1An issuer that wishes the FCA to cancel the listing of securities listed in a category other than one of those specified in UKLR 21.2.8R must notify a RIS, giving at least 20 business days’ notice of the intended cancellation, but is not required to obtain the approval of the holders of those securities contemplated in UKLR 21.2.8R(2).

UKLR 21.2.18R

1Issuers with debt securities falling under UKLR 21.2.17R must also notify, in accordance with the terms and conditions of the issue of those securities, holders of those securities or a representative of the holders, such as a trustee, of the intended cancellation of those securities, but the prior approval of the holders of those securities in a general meeting need not be obtained.

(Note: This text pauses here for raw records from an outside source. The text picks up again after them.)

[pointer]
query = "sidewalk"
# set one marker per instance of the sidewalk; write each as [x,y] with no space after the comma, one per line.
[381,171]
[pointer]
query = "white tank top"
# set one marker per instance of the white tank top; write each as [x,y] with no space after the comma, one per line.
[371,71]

Cancellation as a result of schemes of arrangement etc

UKLR 21.2.19R

1UKLR 21.2.8R and UKLR 21.2.17R do not apply to the cancellation of equity shares and certificates representing shares as a result of:

  1. (1)

    a takeover or restructuring of the issuer effected by a scheme of arrangement under Part 26 or Part 26A of the Companies Act 2006;

  2. (2)

    an administration or liquidation of the issuer pursuant to a court order under the Insolvency Act 1986, Building Societies Act 1986, Water Industry Act 1991, Banking Act 2009, Energy Act 2011 or the Investment Bank Special Administration Regulations 2011;

  3. (3)

    the appointment of an administrator under paragraphs 14 (appointment of administrator by holder of floating charge) or 22 (appointment of administrator by company or directors) of Schedule B1 to the Insolvency Act 1986;

  4. (4)

    a resolution for winding up being passed under section 84 of the Insolvency Act 1986;

  5. (5)

    the appointment of a provisional liquidator by the court under section 135 of the Insolvency Act 1986;

  6. (6)

    a company voluntary arrangement pursuant to Part 1 of the Insolvency Act 1986, subject to the time limits for the challenge of decisions made set out in Part 1 of the Insolvency Act 1986 having expired; or

  7. (7)

    statutory winding up or reconstruction measures in relation to an overseas issuer under equivalent overseas legislation having similar effect to those set out in (1) to (6).

UKLR 21.2.20G

1In determining whether the statutory winding up or reconstruction measures in relation to an overseas issuer under equivalent overseas legislation have a similar effect to those set out in UKLR 21.2.19R(1) to (6), the FCA will in particular have regard to whether those procedures require a court order, the approval of 75% of the shareholders entitled to vote on the resolution, or a formal declaration of the overseas issuer’s insolvency or inability to pay its debts.